An exhaustive comparison of plans with a scanning beam and plans with a passive scattering beam was impossible due to their respective technical aspects. As mentioned, plans with the scanning method were evaluated based on the actual treatment (meaning that the dosimetry was determined by the accumulation of dose resulting from timing of the respiratory phases), whereas passive scattering beam plans were evaluated on the basis of the reference CT, and deliberation of moving targets was based on certain suppositions. This contributed to reduction in the dose to OARs for passive scattering beam plans. Evaluating plans with scanning beams merely based on the reference CT is one method for making an even comparison, but it retrogresses with respect to the technical improvements and may actually prove to be worthless. To evaluate plans with passive scattering beams based on a 4D calculation (such as actual treatments with scanning beams would present) would be another way of making a complete comparison, but it would be technically difficult because the 4D tool software was programmed for planning with scanning beams and not for this study.
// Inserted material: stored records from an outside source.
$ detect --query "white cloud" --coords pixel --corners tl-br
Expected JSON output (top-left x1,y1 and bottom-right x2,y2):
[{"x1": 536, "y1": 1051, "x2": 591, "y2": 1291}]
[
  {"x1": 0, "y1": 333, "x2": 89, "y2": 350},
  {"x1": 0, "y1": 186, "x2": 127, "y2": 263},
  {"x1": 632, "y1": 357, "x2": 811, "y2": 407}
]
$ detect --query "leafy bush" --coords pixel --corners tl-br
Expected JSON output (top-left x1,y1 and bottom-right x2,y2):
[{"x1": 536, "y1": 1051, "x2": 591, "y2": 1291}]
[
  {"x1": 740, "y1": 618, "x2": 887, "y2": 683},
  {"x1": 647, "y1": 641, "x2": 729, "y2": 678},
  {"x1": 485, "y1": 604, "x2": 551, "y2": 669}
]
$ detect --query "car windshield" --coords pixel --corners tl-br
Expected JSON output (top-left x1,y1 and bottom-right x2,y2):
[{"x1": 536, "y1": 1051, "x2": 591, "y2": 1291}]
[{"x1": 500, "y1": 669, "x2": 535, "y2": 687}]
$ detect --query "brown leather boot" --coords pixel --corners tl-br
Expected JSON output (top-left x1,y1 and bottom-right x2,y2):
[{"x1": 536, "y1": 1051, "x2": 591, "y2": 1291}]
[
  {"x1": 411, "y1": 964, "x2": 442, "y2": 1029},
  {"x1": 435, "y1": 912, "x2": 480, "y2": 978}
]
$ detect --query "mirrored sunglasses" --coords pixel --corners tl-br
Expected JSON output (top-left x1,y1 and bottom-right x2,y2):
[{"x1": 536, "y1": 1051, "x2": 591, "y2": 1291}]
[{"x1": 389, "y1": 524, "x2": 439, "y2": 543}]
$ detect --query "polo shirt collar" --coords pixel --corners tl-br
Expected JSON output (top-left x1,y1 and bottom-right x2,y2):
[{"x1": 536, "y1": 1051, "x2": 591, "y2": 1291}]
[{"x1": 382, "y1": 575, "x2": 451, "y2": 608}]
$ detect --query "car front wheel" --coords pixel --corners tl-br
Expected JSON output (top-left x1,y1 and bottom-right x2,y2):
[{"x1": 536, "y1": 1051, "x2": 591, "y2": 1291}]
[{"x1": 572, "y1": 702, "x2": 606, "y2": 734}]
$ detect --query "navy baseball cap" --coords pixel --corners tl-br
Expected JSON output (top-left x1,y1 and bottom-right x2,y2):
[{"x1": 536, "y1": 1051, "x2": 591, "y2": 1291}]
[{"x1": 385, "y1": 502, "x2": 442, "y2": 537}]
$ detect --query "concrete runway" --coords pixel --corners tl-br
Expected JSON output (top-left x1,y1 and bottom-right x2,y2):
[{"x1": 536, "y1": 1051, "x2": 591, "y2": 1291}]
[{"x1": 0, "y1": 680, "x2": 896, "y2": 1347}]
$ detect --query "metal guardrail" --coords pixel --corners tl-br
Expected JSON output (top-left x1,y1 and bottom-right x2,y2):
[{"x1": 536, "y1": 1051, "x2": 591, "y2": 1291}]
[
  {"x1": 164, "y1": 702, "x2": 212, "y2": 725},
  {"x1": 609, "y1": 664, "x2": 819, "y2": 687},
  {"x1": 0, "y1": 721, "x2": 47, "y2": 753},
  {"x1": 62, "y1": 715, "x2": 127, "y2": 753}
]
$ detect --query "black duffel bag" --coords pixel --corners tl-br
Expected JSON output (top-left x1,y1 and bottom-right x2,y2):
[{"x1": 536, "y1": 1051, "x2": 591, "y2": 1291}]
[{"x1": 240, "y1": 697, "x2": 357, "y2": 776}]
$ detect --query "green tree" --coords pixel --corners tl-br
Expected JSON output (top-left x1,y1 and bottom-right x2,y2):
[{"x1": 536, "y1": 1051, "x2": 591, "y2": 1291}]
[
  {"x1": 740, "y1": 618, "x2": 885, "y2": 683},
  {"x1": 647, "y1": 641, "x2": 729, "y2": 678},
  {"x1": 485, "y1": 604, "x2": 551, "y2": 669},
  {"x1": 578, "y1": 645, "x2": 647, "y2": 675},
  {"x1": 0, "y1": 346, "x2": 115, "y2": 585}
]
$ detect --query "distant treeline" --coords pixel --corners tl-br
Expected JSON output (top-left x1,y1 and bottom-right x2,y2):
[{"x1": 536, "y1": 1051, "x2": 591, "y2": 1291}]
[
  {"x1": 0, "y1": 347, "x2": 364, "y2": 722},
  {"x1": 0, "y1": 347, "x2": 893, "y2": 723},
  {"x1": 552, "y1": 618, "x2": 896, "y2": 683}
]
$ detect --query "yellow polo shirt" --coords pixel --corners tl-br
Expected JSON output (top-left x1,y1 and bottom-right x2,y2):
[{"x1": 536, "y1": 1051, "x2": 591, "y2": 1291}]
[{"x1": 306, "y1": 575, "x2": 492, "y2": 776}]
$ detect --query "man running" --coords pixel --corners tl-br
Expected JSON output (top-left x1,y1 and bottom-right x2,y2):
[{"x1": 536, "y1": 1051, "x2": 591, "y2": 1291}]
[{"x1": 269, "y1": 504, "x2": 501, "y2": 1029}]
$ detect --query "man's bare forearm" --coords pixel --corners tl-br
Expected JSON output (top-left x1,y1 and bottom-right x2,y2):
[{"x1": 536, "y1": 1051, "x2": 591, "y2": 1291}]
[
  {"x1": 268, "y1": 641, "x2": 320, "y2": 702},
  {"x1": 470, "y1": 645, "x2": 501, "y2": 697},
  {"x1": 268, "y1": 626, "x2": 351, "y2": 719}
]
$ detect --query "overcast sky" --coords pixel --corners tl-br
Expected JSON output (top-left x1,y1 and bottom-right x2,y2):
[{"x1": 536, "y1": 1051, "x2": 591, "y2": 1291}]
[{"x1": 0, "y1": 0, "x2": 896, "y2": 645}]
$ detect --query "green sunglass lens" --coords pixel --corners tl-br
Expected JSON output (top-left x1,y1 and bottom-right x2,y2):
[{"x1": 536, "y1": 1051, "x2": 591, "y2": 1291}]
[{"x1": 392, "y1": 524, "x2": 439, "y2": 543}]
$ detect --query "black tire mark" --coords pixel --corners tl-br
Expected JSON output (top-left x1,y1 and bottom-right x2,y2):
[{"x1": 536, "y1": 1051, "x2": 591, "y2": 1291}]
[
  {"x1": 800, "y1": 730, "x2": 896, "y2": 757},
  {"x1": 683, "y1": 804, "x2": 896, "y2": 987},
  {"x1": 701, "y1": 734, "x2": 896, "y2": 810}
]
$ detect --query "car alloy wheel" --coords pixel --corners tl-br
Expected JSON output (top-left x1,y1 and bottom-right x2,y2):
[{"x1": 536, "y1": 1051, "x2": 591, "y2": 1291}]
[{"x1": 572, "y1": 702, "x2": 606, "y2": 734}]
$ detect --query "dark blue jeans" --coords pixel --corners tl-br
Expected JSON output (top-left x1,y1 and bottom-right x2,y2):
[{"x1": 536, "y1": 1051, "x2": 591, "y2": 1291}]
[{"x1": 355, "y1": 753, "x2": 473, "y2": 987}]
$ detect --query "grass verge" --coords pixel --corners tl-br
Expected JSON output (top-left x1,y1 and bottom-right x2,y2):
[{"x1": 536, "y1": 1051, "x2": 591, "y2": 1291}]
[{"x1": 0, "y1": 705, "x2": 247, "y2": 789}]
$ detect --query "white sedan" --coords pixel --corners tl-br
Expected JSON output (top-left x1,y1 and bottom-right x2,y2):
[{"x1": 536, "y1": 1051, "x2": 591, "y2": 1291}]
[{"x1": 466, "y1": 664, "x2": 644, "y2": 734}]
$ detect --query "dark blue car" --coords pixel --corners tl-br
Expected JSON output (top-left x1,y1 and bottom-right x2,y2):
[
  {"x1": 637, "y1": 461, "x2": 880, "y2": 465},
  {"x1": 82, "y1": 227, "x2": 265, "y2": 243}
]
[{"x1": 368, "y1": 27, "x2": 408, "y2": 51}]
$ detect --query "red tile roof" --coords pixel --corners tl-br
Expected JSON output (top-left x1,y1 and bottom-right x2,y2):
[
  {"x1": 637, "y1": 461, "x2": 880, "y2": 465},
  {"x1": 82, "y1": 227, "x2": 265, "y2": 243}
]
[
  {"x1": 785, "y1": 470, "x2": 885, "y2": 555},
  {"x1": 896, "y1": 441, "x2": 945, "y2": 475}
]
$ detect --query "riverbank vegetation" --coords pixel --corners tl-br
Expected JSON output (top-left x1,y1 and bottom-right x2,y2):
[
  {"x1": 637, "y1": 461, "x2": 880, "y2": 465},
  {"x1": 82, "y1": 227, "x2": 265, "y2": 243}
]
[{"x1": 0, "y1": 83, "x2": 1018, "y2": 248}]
Calculation using time-accumulated average dose distributions with passive scattering beams might be notionally possible, but such a function is not used for a practical treatment because we could not afford the reprogramming. Although every calculation contains some uncertain factors, the similar results obtained from both techniques might be considered as pointing close to the truth.

In conclusion, treatments with scanning beams were able to irradiate as well as conventional treatments using a passive scattering beam with respect to the CTV. The differences in dose to OARs between the two techniques were not considered important in the clinical setting.

FUNDING

This work was supported by the .

CONFLICT OF INTEREST

The authors declare that there are no conflicts of interest.